Repository files navigation

Realtime Voice AI Agent

A web application that enables real-time voice conversations with an AI agent using Azure's Realtime API (Microsoft Foundry). The agent can use MCP tools to access Microsoft Learn documentation, supports interruptions, and maintains natural conversation flow.

Features

  • Web-based Interface: Accessible via web browser, no installation required
  • Real-time Voice: Bidirectional audio streaming via WebSocket
  • Interruptions: User can interrupt agent mid-speech
  • MCP Tool Integration: Agent can access Microsoft Learn documentation via native Azure Realtime API MCP support
  • Natural Flow: Conversation continues until explicit goodbye
  • Comprehensive Logging: All interactions logged with timestamps
  • Browser Audio: Uses Web Audio API for microphone capture and audio playback
  • Audio Visualization: Real-time visual feedback for both user and agent speech
  • Error Handling: Graceful error handling and recovery
  • Session Management: Support for multiple concurrent sessions

Prerequisites

  • Python 3.9 or higher
  • Azure OpenAI account with Realtime API access
  • Azure OpenAI resource with gpt-realtime model deployed

Quick Start

  1. Clone the repository

    git clone <repository-url>
    cd realtime-speech
  2. Create virtual environment

    python -m venv venv
    # Windows
    venv\Scripts\activate
    # Linux/Mac
    source venv/bin/activate
  3. Install dependencies

    pip install -r requirements.txt
  4. Configure environment

    copy .env.example .env
    # Edit .env with your credentials
  5. Verify environment

    python verify_env.py
  6. Start the server

    python app.py
  7. Access the web interface

    • Open browser to http://localhost:8000
    • Grant microphone permissions when prompted
    • Click "Start Conversation" button

Detailed Setup Instructions

1. Prerequisites

Python Installation

  • Ensure Python 3.9+ is installed
  • Verify with: python --version

Azure OpenAI Setup

  1. Create an Azure OpenAI resource in the Azure portal
  2. Deploy the gpt-realtime model in your resource
  3. Get your endpoint URL and API key from the Azure portal
  4. Note your deployment name (typically gpt-realtime)

MCP Server (Optional)

The Microsoft Learn MCP server is pre-configured and requires no setup. It provides free access to official Microsoft documentation.

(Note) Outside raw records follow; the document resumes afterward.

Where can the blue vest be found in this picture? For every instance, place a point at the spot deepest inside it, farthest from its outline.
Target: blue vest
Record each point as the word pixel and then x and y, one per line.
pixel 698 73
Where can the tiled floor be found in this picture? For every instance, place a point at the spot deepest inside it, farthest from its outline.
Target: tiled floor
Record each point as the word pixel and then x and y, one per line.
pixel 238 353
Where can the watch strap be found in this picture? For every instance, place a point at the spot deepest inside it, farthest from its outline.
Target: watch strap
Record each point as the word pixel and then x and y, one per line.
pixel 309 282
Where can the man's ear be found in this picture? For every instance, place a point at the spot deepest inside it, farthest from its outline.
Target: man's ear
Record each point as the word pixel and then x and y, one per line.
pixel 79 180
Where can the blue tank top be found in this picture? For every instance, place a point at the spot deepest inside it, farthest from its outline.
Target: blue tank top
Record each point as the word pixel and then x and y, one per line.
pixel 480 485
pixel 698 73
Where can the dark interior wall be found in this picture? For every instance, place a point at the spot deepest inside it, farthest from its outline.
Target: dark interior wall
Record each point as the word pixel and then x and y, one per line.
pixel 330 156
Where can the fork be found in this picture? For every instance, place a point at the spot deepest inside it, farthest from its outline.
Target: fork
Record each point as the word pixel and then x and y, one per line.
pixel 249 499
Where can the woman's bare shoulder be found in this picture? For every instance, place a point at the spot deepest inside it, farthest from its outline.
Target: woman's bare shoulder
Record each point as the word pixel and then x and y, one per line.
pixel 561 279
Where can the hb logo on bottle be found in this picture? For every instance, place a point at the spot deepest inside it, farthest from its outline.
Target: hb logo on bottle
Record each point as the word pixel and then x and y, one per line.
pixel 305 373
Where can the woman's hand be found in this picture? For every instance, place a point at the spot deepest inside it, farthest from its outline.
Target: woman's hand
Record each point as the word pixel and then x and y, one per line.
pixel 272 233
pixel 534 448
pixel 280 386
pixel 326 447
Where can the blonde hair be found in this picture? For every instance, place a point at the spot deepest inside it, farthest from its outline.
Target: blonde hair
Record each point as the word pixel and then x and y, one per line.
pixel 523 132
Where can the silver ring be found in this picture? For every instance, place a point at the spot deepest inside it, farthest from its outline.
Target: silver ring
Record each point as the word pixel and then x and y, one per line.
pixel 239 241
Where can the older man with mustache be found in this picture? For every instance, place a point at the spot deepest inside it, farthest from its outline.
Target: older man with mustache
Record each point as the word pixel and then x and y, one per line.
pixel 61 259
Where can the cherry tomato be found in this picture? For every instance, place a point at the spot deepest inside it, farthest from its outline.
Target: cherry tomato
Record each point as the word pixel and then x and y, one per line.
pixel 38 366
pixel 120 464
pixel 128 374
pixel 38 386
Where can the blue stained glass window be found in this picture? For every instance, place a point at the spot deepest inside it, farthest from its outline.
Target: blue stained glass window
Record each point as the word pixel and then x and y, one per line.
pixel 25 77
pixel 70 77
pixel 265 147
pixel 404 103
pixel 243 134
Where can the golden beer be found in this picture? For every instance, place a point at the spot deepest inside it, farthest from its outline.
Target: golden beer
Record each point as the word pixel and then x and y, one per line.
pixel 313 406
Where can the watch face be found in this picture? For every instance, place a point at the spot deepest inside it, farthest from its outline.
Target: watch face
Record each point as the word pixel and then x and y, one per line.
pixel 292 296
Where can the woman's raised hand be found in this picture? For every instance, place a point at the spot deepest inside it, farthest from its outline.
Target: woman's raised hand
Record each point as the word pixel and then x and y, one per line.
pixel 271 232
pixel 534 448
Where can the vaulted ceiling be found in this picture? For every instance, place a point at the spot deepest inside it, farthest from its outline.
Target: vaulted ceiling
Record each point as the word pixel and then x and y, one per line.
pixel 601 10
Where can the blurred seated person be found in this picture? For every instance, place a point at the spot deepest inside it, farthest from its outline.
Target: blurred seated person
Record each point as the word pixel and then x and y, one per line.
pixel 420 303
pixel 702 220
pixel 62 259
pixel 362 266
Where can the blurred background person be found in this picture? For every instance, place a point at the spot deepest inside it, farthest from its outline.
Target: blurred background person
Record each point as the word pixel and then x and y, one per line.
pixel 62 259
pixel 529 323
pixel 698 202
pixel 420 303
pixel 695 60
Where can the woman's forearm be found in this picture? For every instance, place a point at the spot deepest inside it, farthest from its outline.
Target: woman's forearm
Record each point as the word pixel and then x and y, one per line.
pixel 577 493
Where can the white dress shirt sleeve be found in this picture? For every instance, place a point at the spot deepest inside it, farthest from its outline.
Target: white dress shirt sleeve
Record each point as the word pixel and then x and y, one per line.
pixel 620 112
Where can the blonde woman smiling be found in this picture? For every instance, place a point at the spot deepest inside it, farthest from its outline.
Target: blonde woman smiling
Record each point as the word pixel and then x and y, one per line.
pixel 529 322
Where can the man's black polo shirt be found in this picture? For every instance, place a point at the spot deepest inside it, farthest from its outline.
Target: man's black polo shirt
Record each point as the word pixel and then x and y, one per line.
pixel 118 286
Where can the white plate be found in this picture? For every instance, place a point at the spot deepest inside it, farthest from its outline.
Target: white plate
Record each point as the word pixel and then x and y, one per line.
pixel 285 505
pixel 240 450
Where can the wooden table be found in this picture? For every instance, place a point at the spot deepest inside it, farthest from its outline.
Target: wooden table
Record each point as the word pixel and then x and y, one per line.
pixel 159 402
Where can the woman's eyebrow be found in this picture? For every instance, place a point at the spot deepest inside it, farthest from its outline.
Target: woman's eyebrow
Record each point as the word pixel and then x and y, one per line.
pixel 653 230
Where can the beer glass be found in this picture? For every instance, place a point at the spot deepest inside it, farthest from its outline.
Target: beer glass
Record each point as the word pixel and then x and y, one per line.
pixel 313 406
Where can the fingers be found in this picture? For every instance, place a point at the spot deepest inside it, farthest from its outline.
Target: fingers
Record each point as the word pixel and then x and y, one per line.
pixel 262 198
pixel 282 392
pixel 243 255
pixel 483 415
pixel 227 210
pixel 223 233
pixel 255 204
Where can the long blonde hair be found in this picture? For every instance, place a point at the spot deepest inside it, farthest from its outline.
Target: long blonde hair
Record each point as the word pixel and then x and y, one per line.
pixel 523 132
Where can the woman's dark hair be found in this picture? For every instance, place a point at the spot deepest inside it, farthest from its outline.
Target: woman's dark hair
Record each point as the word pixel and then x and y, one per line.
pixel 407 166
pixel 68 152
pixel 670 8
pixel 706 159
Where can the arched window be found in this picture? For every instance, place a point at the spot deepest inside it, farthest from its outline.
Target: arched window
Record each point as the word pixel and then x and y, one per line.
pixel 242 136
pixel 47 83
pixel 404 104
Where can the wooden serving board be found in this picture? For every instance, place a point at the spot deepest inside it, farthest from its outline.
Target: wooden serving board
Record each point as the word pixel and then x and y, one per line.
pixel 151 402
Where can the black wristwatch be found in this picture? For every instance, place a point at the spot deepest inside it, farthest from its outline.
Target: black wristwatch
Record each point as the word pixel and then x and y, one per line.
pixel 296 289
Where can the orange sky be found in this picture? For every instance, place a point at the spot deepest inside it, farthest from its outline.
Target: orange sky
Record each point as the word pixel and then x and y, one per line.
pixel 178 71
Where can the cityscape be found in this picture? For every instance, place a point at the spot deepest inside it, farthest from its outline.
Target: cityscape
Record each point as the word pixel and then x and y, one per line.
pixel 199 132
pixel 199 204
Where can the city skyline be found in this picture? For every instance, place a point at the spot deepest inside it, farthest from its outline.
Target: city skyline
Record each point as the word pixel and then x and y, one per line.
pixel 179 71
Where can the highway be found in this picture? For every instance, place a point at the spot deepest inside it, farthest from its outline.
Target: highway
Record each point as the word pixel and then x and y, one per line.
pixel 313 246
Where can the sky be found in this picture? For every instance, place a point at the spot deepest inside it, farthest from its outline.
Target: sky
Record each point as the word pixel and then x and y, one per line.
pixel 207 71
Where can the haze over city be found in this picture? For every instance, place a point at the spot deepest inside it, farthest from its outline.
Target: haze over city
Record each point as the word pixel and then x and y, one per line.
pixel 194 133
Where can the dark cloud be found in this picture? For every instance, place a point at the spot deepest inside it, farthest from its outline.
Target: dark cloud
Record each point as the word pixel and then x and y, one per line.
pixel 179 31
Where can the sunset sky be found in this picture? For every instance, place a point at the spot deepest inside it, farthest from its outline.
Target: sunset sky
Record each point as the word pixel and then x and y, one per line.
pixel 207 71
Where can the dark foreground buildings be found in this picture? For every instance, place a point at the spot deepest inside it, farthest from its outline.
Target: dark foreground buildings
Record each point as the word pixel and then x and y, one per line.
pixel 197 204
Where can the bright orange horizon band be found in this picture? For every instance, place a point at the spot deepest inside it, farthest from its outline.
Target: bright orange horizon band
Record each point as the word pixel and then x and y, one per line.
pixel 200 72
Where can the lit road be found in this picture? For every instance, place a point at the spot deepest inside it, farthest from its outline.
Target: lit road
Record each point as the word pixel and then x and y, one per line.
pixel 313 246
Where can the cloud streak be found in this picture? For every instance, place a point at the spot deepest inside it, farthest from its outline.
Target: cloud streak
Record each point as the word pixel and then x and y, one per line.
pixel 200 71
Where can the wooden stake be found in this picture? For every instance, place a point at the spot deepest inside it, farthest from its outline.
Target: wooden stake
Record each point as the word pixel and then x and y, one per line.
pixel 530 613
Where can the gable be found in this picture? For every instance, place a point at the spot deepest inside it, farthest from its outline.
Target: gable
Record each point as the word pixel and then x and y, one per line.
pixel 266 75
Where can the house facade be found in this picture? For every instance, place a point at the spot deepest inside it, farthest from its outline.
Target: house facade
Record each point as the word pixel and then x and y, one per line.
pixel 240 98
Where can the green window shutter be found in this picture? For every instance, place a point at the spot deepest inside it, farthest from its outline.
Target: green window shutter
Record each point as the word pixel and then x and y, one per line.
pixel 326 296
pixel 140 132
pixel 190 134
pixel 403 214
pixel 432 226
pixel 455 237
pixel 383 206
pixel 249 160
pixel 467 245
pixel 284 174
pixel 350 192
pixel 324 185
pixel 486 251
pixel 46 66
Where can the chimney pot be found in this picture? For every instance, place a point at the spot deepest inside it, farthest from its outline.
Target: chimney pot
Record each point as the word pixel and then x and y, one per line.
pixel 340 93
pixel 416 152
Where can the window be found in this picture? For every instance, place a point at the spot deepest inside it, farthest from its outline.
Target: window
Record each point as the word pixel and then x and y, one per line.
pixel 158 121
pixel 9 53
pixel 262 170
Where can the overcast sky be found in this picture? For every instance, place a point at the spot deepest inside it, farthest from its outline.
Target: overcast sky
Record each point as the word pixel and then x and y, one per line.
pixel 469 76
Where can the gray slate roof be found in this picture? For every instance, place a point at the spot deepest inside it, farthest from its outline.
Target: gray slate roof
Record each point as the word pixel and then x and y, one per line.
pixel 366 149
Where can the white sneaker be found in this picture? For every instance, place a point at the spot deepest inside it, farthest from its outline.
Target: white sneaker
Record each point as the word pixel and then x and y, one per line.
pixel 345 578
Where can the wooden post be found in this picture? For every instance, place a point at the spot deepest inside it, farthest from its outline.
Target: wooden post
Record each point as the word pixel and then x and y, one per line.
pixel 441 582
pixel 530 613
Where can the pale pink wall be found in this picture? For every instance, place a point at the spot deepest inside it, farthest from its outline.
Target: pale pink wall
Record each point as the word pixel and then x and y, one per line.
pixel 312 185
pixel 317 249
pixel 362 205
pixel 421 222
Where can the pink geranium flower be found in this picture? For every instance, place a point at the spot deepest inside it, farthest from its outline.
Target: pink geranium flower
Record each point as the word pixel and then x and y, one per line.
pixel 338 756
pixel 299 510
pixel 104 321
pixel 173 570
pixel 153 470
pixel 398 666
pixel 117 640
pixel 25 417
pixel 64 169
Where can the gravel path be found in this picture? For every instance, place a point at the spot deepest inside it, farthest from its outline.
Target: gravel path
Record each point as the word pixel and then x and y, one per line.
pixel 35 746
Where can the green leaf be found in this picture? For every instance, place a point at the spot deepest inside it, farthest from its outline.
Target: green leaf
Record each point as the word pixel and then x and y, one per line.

To use a different MCP server, update these settings in .env:

  • MCP_SERVER_URL: URL of your MCP server
  • MCP_SERVER_LABEL: Label for the MCP server
  • MCP_REQUIRE_APPROVAL: Approval mode (never, always, or auto)

The agent has access to the following tools via the Microsoft Learn MCP Server:

Tool Description
microsoft_docs_search Semantic search against Microsoft official technical documentation
microsoft_docs_fetch Fetch and convert a Microsoft documentation page into markdown
microsoft_code_sample_search Search for official Microsoft/Azure code snippets and examples

2. Installation Steps

Step 1: Clone/Download Repository

git clone <repository-url>
cd realtime-speech

Step 2: Create Virtual Environment

python -m venv venv

Windows:

venv\Scripts\activate

Linux/Mac:

source venv/bin/activate

Step 3: Install Dependencies

pip install -r requirements.txt

Step 4: Configure Environment

  1. Copy the example environment file:

    copy .env.example .env
    # Linux/Mac: cp .env.example .env
  2. Edit .env and fill in your values:

    • AZURE_OPENAI_ENDPOINT: Your Azure OpenAI endpoint URL
    • AZURE_OPENAI_API_KEY: Your Azure OpenAI API key
    • AZURE_OPENAI_DEPLOYMENT_NAME: Your deployment name (usually gpt-realtime)
    • AZURE_OPENAI_API_VERSION: API version (default: 2024-05-01-preview)
    • NEWSAPI_API_KEY: Your NewsAPI key (optional)
    • MCP_SERVER_PATH: Path to NewsAPI MCP server directory

Step 5: Verify Environment

python verify_env.py

This will check:

  • .env file exists
  • ✓ All required environment variables are set
  • ✓ MCP server path is accessible
  • ✓ Optional: Test Azure API connection (with --test-api)
  • ✓ Optional: Test MCP server (with --test-mcp)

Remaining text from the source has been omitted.